The Berlin S-Bahn is a rapid transit railway system in and around Berlin, the capital city of Germany. It has been operated under this name since December 1930, having been previously called the special tariff area Berliner Stadt-, Ring- und Vorortbahnen (Berlin cross-city, circular, and suburban railways).
While in the first decades of this tariff zone the trains were steam-drawn, and while even after the electrification of large parts of the network a number of lines remained under steam, today the term S-Bahn is used in Berlin only for those lines and trains with third-rail electrical power transmission and the special Berlin S-Bahn loading gauge. The third unique technical feature, of the Berlin S-Bahn, the automated mechanical train control is being phased out and replaced by a communications-based train control system, but which again is specific to the Berlin S-Bahn.
In other parts of Germany and other German-speaking countries, the brand name S-Bahn is used without those Berlin specific features. The Hamburg S-Bahn is the only other system using third-rail electrification.
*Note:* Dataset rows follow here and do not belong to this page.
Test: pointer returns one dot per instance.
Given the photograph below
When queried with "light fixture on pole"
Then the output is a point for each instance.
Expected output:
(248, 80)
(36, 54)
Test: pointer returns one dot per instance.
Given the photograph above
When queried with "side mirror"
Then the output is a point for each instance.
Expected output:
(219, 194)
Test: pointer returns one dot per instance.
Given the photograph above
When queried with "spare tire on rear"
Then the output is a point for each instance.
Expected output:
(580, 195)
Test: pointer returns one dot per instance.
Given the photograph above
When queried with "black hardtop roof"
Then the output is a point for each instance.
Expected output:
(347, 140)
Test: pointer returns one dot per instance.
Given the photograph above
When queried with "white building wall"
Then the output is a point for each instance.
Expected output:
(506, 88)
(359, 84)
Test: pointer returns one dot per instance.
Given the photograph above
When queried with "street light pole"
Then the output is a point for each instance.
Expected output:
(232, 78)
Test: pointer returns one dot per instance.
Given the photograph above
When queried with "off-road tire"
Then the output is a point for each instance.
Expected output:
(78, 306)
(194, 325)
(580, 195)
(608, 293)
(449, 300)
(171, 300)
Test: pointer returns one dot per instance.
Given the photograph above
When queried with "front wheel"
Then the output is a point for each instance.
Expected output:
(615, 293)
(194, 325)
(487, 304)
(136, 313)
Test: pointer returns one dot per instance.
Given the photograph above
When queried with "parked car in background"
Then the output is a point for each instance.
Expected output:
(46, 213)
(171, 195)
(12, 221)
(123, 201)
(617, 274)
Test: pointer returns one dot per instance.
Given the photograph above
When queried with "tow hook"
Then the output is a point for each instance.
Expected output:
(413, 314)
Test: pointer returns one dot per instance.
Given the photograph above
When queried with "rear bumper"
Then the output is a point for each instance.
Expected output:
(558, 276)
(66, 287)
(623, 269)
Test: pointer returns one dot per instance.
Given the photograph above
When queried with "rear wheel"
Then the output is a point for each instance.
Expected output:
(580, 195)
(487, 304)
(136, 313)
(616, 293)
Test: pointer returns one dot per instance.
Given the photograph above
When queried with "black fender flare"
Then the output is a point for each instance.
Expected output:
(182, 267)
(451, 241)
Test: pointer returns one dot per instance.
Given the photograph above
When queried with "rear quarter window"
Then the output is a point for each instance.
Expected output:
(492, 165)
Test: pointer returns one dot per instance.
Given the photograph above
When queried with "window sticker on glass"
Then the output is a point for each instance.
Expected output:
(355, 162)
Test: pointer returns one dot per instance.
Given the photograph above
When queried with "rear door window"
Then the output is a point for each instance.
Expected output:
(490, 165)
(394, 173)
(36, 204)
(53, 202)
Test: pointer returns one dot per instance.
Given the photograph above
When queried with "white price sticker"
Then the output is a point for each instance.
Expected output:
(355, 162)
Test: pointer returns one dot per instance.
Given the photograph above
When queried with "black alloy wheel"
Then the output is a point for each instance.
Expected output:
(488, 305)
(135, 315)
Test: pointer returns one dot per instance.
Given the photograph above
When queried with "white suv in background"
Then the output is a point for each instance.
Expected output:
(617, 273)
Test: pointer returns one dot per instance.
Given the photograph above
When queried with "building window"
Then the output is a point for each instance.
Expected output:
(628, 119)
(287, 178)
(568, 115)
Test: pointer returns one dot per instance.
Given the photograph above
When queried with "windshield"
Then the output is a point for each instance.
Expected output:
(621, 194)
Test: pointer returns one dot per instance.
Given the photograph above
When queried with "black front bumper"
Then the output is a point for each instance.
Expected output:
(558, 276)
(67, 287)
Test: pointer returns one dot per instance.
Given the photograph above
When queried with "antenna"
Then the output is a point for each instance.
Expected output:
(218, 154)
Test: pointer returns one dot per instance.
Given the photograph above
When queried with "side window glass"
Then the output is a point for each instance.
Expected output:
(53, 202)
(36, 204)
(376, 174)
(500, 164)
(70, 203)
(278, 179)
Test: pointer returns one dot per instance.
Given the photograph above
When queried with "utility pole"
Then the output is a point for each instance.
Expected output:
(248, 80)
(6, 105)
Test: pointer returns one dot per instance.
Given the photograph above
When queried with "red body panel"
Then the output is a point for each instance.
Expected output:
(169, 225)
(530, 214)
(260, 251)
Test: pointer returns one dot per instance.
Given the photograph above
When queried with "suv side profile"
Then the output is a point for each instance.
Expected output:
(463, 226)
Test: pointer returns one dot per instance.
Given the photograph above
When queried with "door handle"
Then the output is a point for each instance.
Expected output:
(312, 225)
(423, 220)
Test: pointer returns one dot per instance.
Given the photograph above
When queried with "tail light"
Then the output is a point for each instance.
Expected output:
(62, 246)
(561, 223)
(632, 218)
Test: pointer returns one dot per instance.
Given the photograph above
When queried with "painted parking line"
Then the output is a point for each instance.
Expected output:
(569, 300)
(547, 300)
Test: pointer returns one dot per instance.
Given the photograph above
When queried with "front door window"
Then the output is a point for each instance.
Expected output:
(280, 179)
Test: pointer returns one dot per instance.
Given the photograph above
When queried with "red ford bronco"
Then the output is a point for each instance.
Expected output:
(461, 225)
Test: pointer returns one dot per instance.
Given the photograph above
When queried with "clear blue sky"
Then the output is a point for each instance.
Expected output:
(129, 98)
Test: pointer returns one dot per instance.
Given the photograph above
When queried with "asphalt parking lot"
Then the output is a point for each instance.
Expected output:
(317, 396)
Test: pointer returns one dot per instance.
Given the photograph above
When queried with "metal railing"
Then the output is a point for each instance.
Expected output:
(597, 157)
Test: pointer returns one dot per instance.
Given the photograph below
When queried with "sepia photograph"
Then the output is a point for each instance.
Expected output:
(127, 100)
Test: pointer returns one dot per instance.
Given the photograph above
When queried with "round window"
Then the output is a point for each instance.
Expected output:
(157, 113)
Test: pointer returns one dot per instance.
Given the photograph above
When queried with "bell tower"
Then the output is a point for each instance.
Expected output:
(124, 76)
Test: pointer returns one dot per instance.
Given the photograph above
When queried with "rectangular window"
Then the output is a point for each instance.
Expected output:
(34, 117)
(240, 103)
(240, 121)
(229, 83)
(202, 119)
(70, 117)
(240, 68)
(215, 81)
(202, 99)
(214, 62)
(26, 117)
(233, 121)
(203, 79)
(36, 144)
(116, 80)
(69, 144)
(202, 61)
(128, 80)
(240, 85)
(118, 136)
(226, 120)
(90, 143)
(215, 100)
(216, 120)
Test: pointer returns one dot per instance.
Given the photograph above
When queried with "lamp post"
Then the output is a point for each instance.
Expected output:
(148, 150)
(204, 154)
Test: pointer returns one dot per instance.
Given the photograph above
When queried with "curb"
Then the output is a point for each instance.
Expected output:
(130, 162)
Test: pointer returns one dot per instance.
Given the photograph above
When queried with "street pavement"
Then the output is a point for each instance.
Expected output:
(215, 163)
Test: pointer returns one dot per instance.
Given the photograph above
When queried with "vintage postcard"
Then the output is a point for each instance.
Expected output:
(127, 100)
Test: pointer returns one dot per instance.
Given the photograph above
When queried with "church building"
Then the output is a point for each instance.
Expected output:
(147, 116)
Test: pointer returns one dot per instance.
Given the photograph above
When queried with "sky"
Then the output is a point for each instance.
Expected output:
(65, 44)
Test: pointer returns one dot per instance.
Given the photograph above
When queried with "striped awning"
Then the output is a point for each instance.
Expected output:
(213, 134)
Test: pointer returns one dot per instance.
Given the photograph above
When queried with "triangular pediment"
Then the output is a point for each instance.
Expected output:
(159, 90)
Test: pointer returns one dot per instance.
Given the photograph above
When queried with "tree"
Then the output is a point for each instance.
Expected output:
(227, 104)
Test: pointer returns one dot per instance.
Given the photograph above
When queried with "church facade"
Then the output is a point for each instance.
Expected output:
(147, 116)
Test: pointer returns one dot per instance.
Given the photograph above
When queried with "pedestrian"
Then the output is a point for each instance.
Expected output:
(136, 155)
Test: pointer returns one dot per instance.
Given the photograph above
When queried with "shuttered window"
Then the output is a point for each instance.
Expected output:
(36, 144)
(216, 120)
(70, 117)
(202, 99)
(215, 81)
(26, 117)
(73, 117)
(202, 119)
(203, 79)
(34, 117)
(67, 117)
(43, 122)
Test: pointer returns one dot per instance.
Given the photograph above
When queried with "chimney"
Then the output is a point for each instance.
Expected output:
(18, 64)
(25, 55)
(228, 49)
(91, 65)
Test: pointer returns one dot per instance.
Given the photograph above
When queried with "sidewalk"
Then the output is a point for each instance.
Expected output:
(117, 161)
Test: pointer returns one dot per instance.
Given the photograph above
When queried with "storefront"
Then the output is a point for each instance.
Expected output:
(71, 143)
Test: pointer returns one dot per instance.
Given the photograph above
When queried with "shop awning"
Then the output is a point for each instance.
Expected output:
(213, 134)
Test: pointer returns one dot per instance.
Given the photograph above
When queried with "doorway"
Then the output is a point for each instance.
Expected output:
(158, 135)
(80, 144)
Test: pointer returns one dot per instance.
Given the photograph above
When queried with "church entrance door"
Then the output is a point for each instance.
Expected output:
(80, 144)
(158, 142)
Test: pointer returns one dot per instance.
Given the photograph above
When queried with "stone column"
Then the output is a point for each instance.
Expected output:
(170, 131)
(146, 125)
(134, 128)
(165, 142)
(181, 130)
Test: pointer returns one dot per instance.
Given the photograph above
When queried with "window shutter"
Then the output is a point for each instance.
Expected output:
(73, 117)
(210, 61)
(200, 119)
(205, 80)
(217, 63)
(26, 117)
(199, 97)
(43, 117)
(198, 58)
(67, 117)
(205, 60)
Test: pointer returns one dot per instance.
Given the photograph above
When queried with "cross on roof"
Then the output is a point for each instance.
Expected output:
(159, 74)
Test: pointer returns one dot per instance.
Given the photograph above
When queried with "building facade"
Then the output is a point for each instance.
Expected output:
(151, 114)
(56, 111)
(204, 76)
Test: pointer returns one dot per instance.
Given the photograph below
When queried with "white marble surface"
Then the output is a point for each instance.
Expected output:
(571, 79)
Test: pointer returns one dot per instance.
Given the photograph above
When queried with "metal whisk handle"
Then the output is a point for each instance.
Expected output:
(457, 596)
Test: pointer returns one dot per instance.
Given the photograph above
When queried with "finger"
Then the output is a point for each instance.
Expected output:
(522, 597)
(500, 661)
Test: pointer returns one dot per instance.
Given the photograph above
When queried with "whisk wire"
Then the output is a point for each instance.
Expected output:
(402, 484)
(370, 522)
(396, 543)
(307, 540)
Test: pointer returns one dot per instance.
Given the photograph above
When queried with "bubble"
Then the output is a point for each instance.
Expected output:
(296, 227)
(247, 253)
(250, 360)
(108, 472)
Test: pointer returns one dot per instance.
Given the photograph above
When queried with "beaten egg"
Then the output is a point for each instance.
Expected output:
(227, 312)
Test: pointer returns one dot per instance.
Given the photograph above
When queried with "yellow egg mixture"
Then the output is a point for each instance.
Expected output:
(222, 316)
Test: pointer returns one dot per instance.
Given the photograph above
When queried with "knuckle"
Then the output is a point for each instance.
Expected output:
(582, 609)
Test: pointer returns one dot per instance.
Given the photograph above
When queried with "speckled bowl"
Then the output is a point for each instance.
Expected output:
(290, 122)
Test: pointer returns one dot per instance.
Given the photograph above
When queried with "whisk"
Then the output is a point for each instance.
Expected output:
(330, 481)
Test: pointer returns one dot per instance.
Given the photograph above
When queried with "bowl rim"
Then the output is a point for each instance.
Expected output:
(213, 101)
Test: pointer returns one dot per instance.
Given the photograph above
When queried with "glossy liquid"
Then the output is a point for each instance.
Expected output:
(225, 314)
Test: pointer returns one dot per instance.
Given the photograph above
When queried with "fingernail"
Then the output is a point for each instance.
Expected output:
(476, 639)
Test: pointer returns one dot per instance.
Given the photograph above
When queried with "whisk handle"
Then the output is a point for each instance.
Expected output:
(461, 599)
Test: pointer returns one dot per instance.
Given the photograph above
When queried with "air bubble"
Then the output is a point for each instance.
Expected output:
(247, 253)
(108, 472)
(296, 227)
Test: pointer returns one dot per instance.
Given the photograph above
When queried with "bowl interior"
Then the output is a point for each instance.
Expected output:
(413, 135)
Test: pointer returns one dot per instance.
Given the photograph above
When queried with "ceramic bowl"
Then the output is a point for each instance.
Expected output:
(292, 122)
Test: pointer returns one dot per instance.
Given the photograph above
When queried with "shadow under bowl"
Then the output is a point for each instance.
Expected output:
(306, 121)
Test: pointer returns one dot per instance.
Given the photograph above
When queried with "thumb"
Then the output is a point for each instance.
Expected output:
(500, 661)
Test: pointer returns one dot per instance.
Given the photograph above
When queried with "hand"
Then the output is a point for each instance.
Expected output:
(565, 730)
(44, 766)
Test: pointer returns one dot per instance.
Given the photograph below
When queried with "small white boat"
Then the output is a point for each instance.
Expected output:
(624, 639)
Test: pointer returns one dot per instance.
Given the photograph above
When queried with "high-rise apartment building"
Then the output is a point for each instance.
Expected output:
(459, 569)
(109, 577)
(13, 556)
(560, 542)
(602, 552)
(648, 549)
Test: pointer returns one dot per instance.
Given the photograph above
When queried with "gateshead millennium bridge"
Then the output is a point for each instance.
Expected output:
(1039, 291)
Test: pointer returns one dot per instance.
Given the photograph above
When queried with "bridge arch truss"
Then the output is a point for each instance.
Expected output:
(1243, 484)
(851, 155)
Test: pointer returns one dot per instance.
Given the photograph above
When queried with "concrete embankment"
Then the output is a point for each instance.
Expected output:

Today, the Berlin S-Bahn is no longer defined as this special tariff area of the national railway company, but is instead just one specific means of transportation, defined by its special technical characteristics, in an area-wide tariff administered by a public transport authority. The Berlin S-Bahn is now an integral part of the Verkehrsverbund Berlin-Brandenburg, the unique tariff zone for all kinds of public transit in and around Berlin and the federal state (Bundesland) of Brandenburg.